Du côté du Rassemblement national, Sébastien Chenu a pris la parole sur LCI peu de temps après l’annonce du président de LFI. Le député du Nord a rappelé les liens de Jean-Luc Mélenchon avec l'« islamo-gauchisme ». Pour lui, « il n’est donc pas au rendez-vous quand il s’agit de combattre l’islam radical (...) quand il s’agit de donner des moyens aux forces de l’ordre, quand il s’agit d’avoir une justice autre chose que laxiste ». Sébastien Chenu n’a pas hésité à montrer que l’Insoumis était déjà « inaudible pendant la crise sanitaire ». D’après le député RN, il penserait d’ailleurs « toujours que la logique est d’accueillir la terre entière dans notre pays ». « Il ressort son vieux programme. Il est complètement décalé », a-t-il terminé

Quant à Julien Odoul, le membre du RN s’est contenté de détourner le slogan de campagne de Jean-Luc Mélenchon : « Pour tous ceux qui veulent marcher avec les islamistes, tous ceux qui crachent sur la police et exigent son désarmement, tous ceux qui défendent la racaille, tous ceux qui préfèrent lever le poing pour George Floyd que mettre un genou à terre pour Samuel Paty. » Le slogan « Nous sommes pour » a par ailleurs donné lieu à beaucoup d’incompréhension sur la toile. « Nous sommes pour quoi ? » écrivaient certains internautes. 
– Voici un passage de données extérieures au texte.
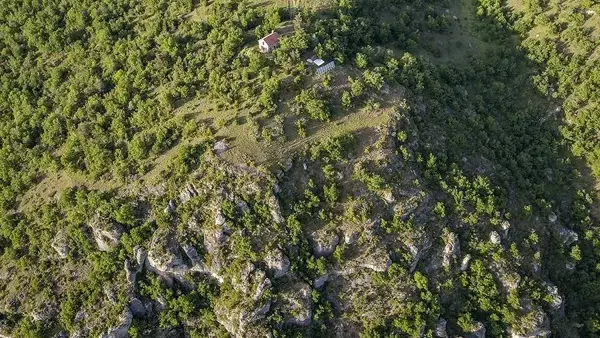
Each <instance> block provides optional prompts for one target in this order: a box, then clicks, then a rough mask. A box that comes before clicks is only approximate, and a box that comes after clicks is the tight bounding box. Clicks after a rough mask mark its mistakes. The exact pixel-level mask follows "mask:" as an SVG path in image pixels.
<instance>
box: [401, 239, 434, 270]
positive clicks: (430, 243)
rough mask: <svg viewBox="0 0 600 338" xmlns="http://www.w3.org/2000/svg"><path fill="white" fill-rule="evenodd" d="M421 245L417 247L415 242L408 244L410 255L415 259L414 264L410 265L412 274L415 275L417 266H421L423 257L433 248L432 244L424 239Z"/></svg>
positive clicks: (411, 263)
mask: <svg viewBox="0 0 600 338" xmlns="http://www.w3.org/2000/svg"><path fill="white" fill-rule="evenodd" d="M420 244H421V245H420V246H417V244H415V243H413V242H409V243H408V244H407V247H408V250H409V251H410V254H411V255H412V257H413V259H412V262H411V264H410V270H409V271H410V273H413V272H414V271H415V269H416V268H417V264H419V261H420V260H421V257H423V255H424V254H425V253H426V252H427V251H428V250H429V249H431V246H432V243H431V242H430V241H429V240H427V239H423V240H422V243H420Z"/></svg>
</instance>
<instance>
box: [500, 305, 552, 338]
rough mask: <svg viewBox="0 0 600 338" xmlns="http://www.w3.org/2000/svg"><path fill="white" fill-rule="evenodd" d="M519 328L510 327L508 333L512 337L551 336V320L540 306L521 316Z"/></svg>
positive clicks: (533, 337) (543, 336) (508, 330)
mask: <svg viewBox="0 0 600 338" xmlns="http://www.w3.org/2000/svg"><path fill="white" fill-rule="evenodd" d="M520 322H521V325H519V327H518V328H515V327H509V328H508V334H509V335H510V337H511V338H541V337H550V335H551V332H550V320H549V319H548V316H547V315H546V314H545V313H544V312H543V311H542V310H541V309H539V308H536V309H533V310H532V311H530V312H529V313H527V314H525V315H524V316H522V317H521V318H520Z"/></svg>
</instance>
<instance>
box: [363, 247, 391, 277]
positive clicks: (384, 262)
mask: <svg viewBox="0 0 600 338" xmlns="http://www.w3.org/2000/svg"><path fill="white" fill-rule="evenodd" d="M354 262H356V266H357V267H359V268H365V269H369V270H372V271H375V272H385V271H387V270H388V268H389V267H390V266H391V265H392V259H391V258H390V255H389V253H388V252H386V251H385V250H383V249H382V248H381V247H378V246H377V247H372V248H370V249H368V250H366V254H365V255H363V256H360V257H358V258H356V259H355V261H354Z"/></svg>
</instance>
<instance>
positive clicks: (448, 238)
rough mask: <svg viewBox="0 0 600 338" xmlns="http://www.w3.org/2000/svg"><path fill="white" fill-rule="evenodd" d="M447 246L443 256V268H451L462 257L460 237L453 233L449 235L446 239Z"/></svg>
mask: <svg viewBox="0 0 600 338" xmlns="http://www.w3.org/2000/svg"><path fill="white" fill-rule="evenodd" d="M444 242H445V243H446V245H445V246H444V251H443V256H442V266H443V267H444V268H450V265H451V264H452V263H453V262H455V261H456V259H457V258H458V257H459V256H460V241H459V239H458V235H456V234H455V233H453V232H449V233H447V235H446V236H445V238H444Z"/></svg>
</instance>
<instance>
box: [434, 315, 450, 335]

Olivier Faure, lui, a estimé sur LCI ce lundi matin que Jean-Luc Mélenchon écartait toute possibilité d’un rassemblement des gauches - une stratégie que défend le premier secrétaire du PS depuis l’été dernier. Olivier Faure a lui aussi estimé que l’annonce de sa candidature tombait mal : « Est-ce que vous pensez que c'était le bon moment ? En pleine crise sanitaire, économique, sociale ? Avec le terrorisme qui, aujourd'hui, est à son degré maximal d'alerte ? Est-ce que vous pensez que les Français n'ont pas déjà le sentiment que l'obsession des femmes, des hommes politiques est leur propre élection ? Est-ce qu'on est obligé de leur donner raison ? » Il a réitéré ses propos : « On ne rassemblera la gauche qu'à une seule condition : faire ensemble. »

Le député LREM, Jean-René Cazeneuve a de son côté fustigé une phrase  de Jean-Luc Mélenchon lors de sa venue sur TF1: « Il faut une lumière au bout du tunnel. C'est pour ça que je me présente à l'élection présidentielle », jugeant l’égo du chef LFI « sans limites ».